By Ryo Kato / Yomiuri Shimbun Staff WriterThe range of foods made by freeze-drying (see below) has expanded, diversifying beyond miso soup to curries with pork cutlets, toppings for rice bowl dishes and even dishes that go with the main meal.
A shop in the KITTE commercial complex across the street from Tokyo Station sells a variety of freeze-dried items. Run by Asahi Group Foods Ltd., the store is set up as a one-stop-shop for a wide variety of freeze-dried items.
“I didn’t know this was available freeze-dried,” said one customer. “They look delicious,” said another.
Particularly eye-catching are toppings for rice bowl dishes such as chuka-don (stir-fried ingredients in thickened sauce) and oyako-don (chicken and egg). By pouring hot water over the freeze-dried ingredients and putting them atop some rice, meals are ready to eat.
Asahi’s freeze-dried potato salad, which was released in March but has now sold out, felt just like the fresh-made version, with crunchy cucumbers and soft and fluffy potatoes.
The company’s curry with pork cutlet, which was put on the market in November in limited quantities, was very popular because of the cutlet’s surprising crispness as a freeze-dried product.
“They’re easy to carry around and will hopefully be served as full-blown meals for outings,” said Asahi’s Keiji Maejima. “In the future, we want to freeze-dry grilled fish and other favorites.”
Asuzac Foods Inc. has been selling “Sangria no moto” since March last year. To make authentic sangria, it normally takes a number of hours to steep fruits in wine, but this product can be poured into wine to immediately create the taste of the real thing, making it popular for parties.
The company also sells popular dishes such as deep-fried eggplant dipped in dashi broth and simmered chicken meatballs with koya-dofu, all ready by just adding hot water.
“Freeze-dried main dishes are not widely known yet, but they are really convenient for bento boxed meals and as side dishes,” an Asuzac spokesperson said.
In the freeze-drying process, food is not dried by heating, allowing food to reasonably keep color, flavor and nutrients. On the other hand, oily dishes do not absorb water much and therefore don’t rehydrate well, so it used to be impractical to make them into freeze-dried items.

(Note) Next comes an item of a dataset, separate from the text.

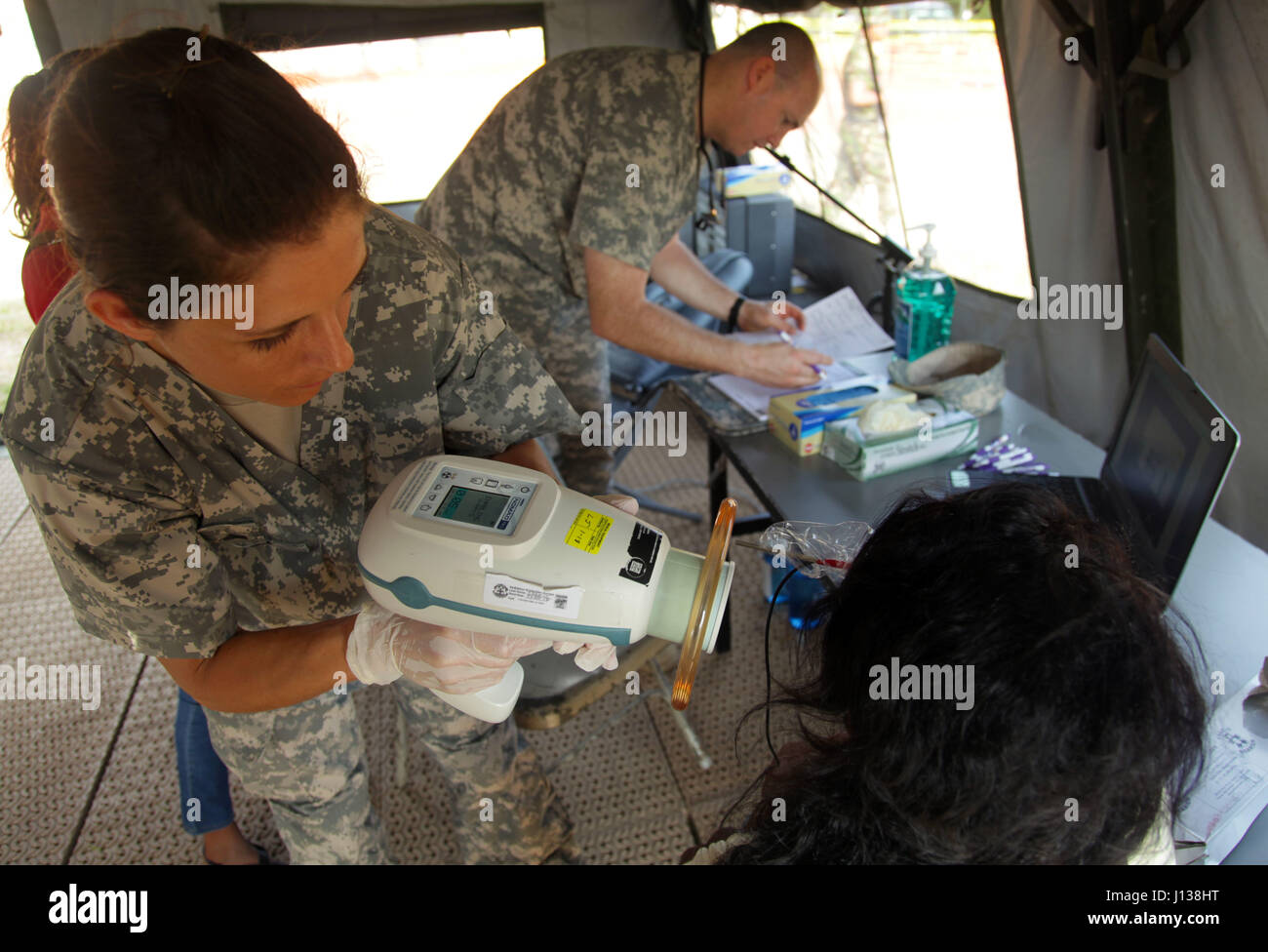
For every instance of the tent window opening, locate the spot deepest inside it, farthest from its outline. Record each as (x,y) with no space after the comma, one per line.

However, makers overcame those problems by improving ways to process and cook such ingredients, as well as developing technology to freeze-dry them. Growing demand for meals along with an increase in the number of single-person households have also bolstered the development of such products.
“Freeze-dried items are easy to prepare even for elderly people living alone, which is why they are popular,” said Yukiko Tanaka, a University of Shimane associate professor who has studied the freeze-dried food market. “They can also be used as an emergency stock of food, as they can be kept for a long time. [Freeze-drying technology] will be applied to a wider range of foods in the future and has the potential to become very common.”
A technique of putting frozen food into a special vacuum machine that removes moisture. For consumption, the dried, spongy food is rehydrated, usually with hot water. The method is used to make instant versions of coffee, miso soup, ramen, pasta, even grated daikon, and meals to eat in space.